My brother, who turned five last year, had a virtual birthday party. It was pretty clear he didn’t have as much fun. Then my sister and I both celebrated our birthdays virtually too. Before the pandemic, I had planned a video game party, but it ended up being a Zoom bingo. My aunt came to visit and stayed a few months more than expected. Even with all of this craziness, we still managed to have fun. We decided that we weren’t going to just sit around all day (even though that was what we did for the first couple weeks). I started playing with my siblings more often, and even made Zoom calls with my friends. Virtual activities weren’t that bad once I figured out the technical difficulties.

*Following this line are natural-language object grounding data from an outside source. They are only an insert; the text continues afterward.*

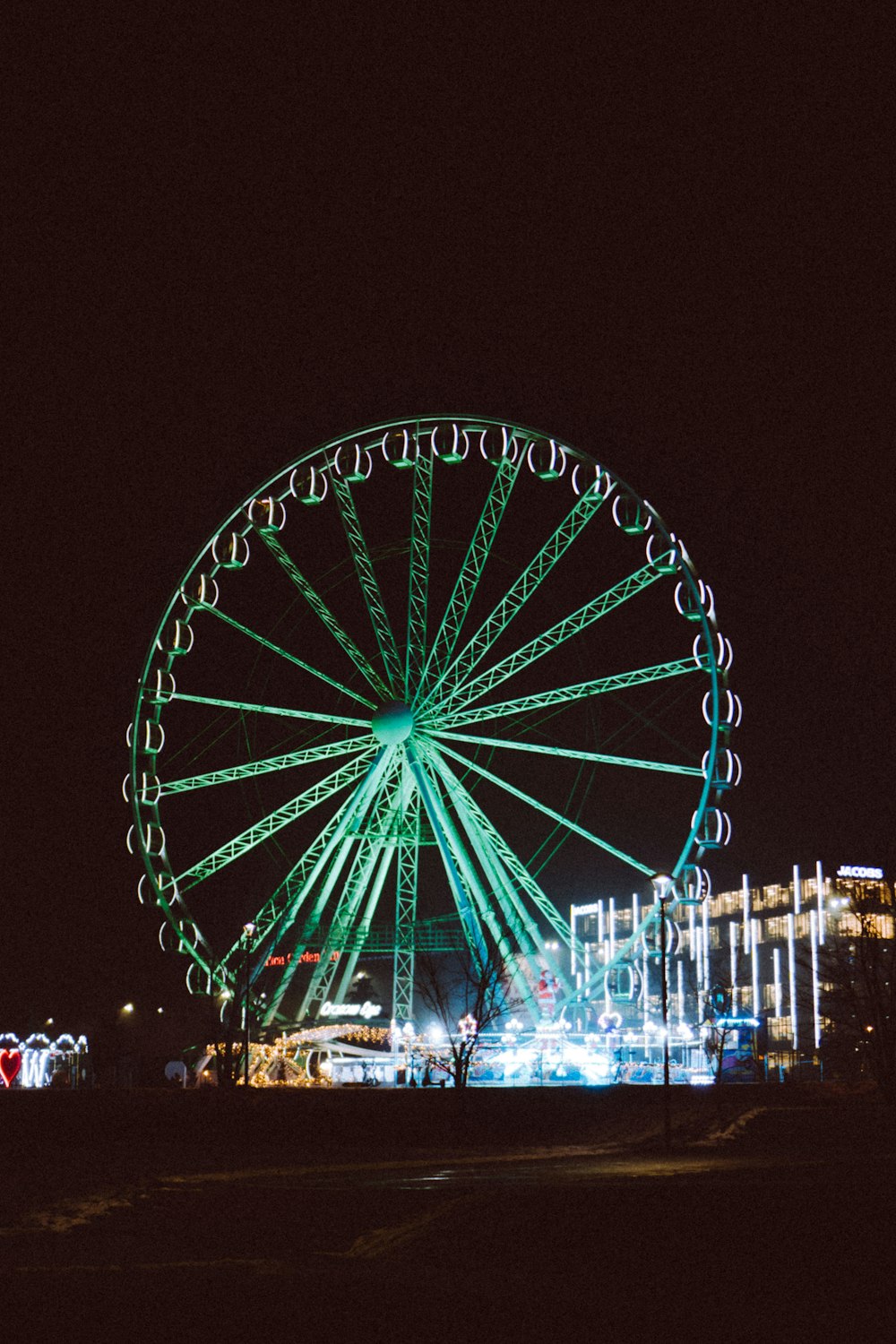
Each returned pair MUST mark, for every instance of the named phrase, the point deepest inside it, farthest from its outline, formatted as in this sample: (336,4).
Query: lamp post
(664,892)
(249,929)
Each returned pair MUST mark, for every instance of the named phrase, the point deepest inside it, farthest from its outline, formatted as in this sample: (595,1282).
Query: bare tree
(466,996)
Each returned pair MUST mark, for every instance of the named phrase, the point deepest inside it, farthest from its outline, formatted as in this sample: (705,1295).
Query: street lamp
(665,894)
(249,929)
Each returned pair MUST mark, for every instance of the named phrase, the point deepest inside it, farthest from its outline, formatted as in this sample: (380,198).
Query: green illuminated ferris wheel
(426,687)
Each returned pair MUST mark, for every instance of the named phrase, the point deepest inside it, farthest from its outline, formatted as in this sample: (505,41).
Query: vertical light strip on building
(754,956)
(813,943)
(646,988)
(791,972)
(745,900)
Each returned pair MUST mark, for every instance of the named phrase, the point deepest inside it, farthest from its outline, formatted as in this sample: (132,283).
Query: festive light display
(38,1061)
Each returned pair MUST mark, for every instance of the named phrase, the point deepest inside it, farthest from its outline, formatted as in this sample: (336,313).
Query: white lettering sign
(366,1010)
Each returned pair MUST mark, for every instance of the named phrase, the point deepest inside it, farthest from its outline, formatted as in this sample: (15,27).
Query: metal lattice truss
(381,723)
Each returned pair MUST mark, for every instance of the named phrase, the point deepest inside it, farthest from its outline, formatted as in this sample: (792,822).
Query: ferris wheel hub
(392,723)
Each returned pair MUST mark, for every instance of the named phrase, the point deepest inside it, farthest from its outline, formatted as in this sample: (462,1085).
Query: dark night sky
(238,231)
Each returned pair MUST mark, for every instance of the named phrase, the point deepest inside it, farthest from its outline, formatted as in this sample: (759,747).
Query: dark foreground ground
(416,1215)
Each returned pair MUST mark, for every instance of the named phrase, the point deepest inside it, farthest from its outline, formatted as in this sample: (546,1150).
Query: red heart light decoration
(10,1066)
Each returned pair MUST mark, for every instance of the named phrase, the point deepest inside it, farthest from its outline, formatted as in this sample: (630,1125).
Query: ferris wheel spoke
(406,889)
(478,900)
(552,639)
(447,841)
(290,658)
(565,753)
(506,884)
(548,812)
(564,694)
(282,900)
(324,613)
(339,940)
(346,836)
(347,933)
(470,572)
(246,771)
(519,594)
(279,711)
(419,572)
(276,820)
(367,580)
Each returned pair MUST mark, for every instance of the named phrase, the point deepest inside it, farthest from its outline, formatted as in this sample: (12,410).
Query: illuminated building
(762,951)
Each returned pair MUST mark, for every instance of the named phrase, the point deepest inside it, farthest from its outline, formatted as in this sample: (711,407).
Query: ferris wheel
(426,687)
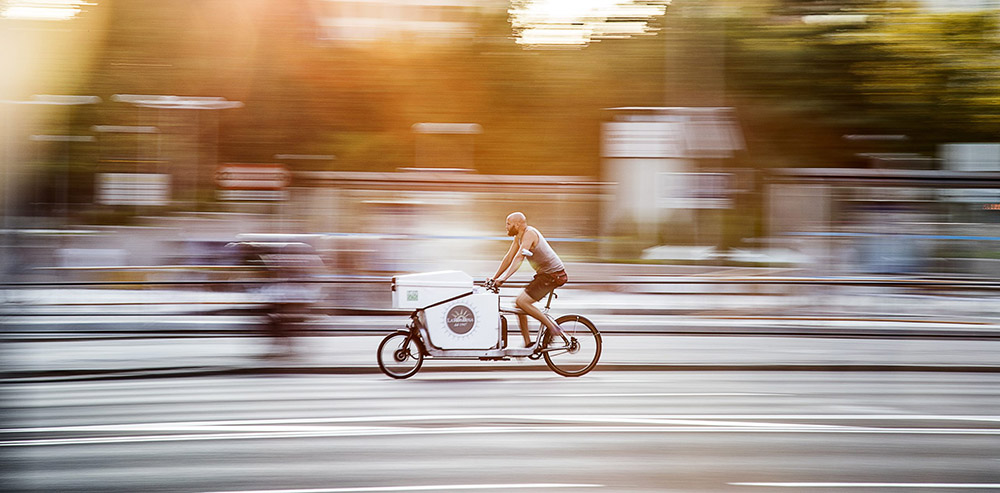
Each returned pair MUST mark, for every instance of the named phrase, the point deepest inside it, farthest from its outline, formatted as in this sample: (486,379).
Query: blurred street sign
(694,191)
(643,140)
(133,189)
(252,181)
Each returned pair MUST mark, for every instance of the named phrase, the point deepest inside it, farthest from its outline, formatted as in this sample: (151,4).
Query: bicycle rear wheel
(399,355)
(584,350)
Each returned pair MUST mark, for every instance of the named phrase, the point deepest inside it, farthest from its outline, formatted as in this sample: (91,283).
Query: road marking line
(665,419)
(662,394)
(369,431)
(437,487)
(875,485)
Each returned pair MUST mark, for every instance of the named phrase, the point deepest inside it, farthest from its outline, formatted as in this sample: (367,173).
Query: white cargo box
(470,322)
(420,290)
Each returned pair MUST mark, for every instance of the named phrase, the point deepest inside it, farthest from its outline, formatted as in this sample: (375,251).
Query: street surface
(614,431)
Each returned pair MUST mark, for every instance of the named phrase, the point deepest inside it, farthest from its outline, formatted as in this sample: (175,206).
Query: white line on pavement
(655,419)
(663,394)
(436,487)
(875,485)
(270,433)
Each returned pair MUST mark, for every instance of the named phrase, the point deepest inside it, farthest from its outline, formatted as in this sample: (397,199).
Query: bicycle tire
(586,341)
(391,362)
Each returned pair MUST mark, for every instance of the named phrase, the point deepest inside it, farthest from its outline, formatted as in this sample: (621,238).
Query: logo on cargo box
(460,319)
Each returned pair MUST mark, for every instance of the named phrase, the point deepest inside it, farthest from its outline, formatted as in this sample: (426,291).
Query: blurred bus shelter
(417,220)
(888,221)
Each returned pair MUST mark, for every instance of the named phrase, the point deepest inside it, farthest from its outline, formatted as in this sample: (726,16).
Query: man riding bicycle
(549,272)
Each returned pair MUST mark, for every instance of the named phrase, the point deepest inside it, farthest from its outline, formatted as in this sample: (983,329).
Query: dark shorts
(543,284)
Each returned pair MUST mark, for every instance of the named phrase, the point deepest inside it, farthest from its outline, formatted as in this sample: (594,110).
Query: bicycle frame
(420,333)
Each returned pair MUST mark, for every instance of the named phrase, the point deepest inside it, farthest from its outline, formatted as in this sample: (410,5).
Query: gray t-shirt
(543,258)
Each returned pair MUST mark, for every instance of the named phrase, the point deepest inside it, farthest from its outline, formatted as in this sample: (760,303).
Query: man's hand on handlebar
(493,285)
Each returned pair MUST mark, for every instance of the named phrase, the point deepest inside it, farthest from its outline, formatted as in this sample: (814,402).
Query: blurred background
(222,190)
(839,137)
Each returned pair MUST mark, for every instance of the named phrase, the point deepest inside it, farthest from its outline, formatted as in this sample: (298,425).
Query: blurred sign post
(167,102)
(252,182)
(133,189)
(447,152)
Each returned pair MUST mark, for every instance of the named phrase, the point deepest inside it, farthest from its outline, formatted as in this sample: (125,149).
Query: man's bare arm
(528,240)
(507,259)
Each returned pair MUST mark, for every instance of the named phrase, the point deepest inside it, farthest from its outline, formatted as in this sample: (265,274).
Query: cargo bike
(456,320)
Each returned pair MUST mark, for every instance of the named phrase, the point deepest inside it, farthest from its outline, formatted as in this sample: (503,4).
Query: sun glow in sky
(41,10)
(562,23)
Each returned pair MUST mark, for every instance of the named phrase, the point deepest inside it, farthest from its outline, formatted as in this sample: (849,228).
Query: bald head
(515,223)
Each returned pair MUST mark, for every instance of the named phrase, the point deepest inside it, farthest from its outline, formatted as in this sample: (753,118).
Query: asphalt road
(681,431)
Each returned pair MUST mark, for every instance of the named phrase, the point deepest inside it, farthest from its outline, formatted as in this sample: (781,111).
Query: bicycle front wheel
(399,355)
(584,350)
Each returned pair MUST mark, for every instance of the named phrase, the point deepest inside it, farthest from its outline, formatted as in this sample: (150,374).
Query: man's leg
(522,321)
(526,304)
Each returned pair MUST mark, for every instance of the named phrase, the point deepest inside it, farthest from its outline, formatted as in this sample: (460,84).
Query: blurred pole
(186,103)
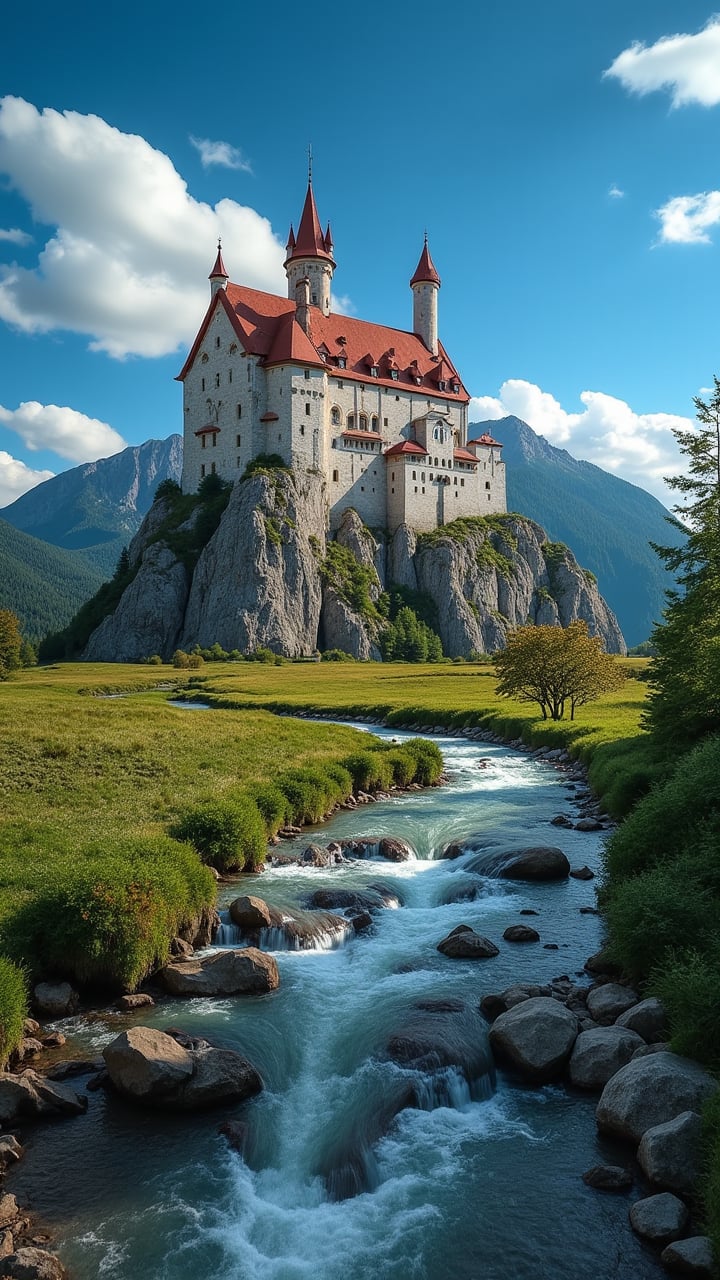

It was sometimes a pain being stuck together with my family, but being grumpy about it made it worse. I chatted with my parents about school every day, and we went on family walks a few times a week. I asked them about their days, and I got to know them so much better. I played with my brother and sister more after school. When we felt down, we knew to give each other space, and when we needed something to do, we knew to help each other get through the boredom of the pandemic. Slowly but steadily, we became a family for once. And it turns out being a “family person” is pretty fun.

During this time, I also became a more-involved member of the community. On our walks, we usually would go to the farmers’ market on Wednesdays. It had always been there, but we never really checked it out. The first time my dad and I visited, we were surprised. There were many stands with different foods. The sellers all knew the customers, and everyone talked about their days and what’s happening. We went there again and again, each time getting many things: apple cider, cookies, injera crisps, dog treats for our dog, and so much more. The sellers were all kind, and it was awesome to talk to someone outside of our house. We also went to a special bakery in the nearby shopping center, which we could get to via a trail, to buy desserts and other treats. We got to know the workers, and it felt good to support a local business.

Because of all these experiences I’ve had so far in the lockdown, I sure have changed. For one, I know the values of family. I am lucky to have a healthy and kind family, so I’m never bored or too upset about things. I never would have realized how fun it is to hang out with my family—even when we’re not stuck indoors—if the pandemic hadn’t happened. I am a family person now, and I’m happy about it. Furthermore, I started paying closer attention to the small businesses in my neighborhood. From the farmers’ market near my house to the biggest of businesses, they have all suffered economically. The lockdown is tough for everyone, but a small thing like helping out a local business makes a difference. It’s nice to get a smile everytime you go there and have someone to talk to. I’m no longer just a couch potato every day, ignoring family and staying inside, I’m a part of my family and my community.

Tyler Mitroff

Tyler Mitroff (he/him). Grade 6, Sidwell Friends School in Washington, D.C.